After a long minute I said, “What is it?” I reached out a hand but did not touch him.
He spoke without turning. “Perhaps I was wrong to say that the consciousness would not be human,” he whispered. “It is possible that the resulting persona could be human touched with a certain divine madness and meta-human perspective. It could be … if purged of all memory of our age, of all consciousness of the Core … it could be the person the cybrid was programmed to be.…”
“John Keats,” I said.
Johnny turned away from the window and closed his eyes. His voice was hoarse with emotion. It was the first time I had heard him recite poetry:
“Fanatics have their dreams, wherewith they weave
A paradise for a sect, the savage too
From forth the loftiest fashion of his sleep
Guesses at Heaven; pity these have not
Traced upon vellum or wild Indian leaf
The shadows of melodious utterance.
But bare of laurel they live, dream, and die;
For Poesy alone can tell her dreams,
With the fine spell of words alone can save
Imagination from the sable charm
And dumb enchantment. Who alive can say,
‘Thou art no Poet—mayst not tell thy dreams’?

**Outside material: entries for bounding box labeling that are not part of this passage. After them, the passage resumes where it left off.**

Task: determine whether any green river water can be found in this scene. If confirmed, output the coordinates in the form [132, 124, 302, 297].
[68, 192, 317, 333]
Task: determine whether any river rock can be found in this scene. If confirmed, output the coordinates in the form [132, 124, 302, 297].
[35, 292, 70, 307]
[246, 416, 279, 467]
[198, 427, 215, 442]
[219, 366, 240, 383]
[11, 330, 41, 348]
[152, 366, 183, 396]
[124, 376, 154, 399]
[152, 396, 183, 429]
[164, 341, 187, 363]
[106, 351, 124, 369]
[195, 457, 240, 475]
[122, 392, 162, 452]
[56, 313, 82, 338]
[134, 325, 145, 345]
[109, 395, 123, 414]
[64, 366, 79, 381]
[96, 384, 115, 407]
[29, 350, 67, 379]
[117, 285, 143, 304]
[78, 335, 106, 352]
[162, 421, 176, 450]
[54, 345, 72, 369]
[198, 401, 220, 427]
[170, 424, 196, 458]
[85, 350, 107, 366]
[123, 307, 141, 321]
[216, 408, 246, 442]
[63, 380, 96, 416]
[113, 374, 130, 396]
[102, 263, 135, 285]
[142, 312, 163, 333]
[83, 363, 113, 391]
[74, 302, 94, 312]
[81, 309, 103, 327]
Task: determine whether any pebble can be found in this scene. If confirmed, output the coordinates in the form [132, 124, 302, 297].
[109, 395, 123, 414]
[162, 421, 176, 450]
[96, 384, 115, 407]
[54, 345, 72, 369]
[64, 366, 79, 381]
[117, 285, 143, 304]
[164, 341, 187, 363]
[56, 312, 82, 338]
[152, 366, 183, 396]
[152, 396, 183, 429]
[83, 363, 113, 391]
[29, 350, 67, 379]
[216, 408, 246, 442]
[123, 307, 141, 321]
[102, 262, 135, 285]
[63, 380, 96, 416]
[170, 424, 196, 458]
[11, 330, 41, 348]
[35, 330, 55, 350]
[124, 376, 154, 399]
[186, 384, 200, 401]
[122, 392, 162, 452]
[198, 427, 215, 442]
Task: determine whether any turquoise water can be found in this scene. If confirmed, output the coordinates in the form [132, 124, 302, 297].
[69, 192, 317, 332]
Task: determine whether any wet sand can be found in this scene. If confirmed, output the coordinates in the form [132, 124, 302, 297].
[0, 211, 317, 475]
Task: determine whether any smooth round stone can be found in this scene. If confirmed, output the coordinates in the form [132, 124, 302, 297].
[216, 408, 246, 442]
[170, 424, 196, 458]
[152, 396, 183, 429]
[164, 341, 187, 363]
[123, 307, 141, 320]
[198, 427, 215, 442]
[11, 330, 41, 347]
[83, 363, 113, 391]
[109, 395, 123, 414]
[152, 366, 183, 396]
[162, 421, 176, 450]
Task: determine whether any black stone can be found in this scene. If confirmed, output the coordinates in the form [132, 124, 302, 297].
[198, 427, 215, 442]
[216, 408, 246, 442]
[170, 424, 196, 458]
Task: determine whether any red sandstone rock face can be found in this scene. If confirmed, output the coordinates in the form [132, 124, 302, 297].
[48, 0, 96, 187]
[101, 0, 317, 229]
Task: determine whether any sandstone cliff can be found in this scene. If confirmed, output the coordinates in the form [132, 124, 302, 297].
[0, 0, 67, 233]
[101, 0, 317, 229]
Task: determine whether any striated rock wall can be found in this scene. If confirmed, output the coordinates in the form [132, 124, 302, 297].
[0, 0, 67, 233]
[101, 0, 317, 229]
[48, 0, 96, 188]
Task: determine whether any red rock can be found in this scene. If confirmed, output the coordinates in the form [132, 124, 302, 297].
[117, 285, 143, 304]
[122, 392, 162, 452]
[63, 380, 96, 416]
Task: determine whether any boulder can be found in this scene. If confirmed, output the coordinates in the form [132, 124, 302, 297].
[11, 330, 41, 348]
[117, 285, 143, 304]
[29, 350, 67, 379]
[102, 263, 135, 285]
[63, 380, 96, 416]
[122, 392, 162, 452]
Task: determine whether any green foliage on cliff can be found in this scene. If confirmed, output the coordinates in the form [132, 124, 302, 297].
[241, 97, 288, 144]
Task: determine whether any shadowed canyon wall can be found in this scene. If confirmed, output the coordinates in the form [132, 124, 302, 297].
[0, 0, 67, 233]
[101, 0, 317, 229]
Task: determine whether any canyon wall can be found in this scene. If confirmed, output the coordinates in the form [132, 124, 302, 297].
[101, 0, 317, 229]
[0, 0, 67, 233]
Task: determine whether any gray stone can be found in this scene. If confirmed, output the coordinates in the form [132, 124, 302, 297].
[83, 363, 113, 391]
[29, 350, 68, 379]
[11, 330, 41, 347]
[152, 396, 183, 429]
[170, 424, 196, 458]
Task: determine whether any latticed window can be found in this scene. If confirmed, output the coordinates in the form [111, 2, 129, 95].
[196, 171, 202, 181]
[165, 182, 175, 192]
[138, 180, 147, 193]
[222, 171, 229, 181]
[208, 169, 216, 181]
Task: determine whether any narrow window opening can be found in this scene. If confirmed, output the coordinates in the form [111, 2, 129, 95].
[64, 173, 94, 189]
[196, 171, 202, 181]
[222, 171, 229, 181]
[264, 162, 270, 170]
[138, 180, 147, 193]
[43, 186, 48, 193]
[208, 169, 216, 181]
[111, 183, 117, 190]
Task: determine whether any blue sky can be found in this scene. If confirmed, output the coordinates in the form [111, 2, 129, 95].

Since every man whose soul is not a clod
Hath visions, and would speak, if he had loved,
And been well nurtured in his mother tongue.
Whether the dream now purposed to rehearse
Be Poet’s or Fanatic’s will he known
When this warm scribe my hand is in the grave.”
“I don’t get it,” I said. “What does it mean?”
“It. means,” said Johnny, smiling gently, “that I know what decision I made and why I made it. I wanted to cease being a cybrid and become a man. I wanted to go to Hyperion. I still do.”
“Somebody killed you for that decision a week ago,” I said.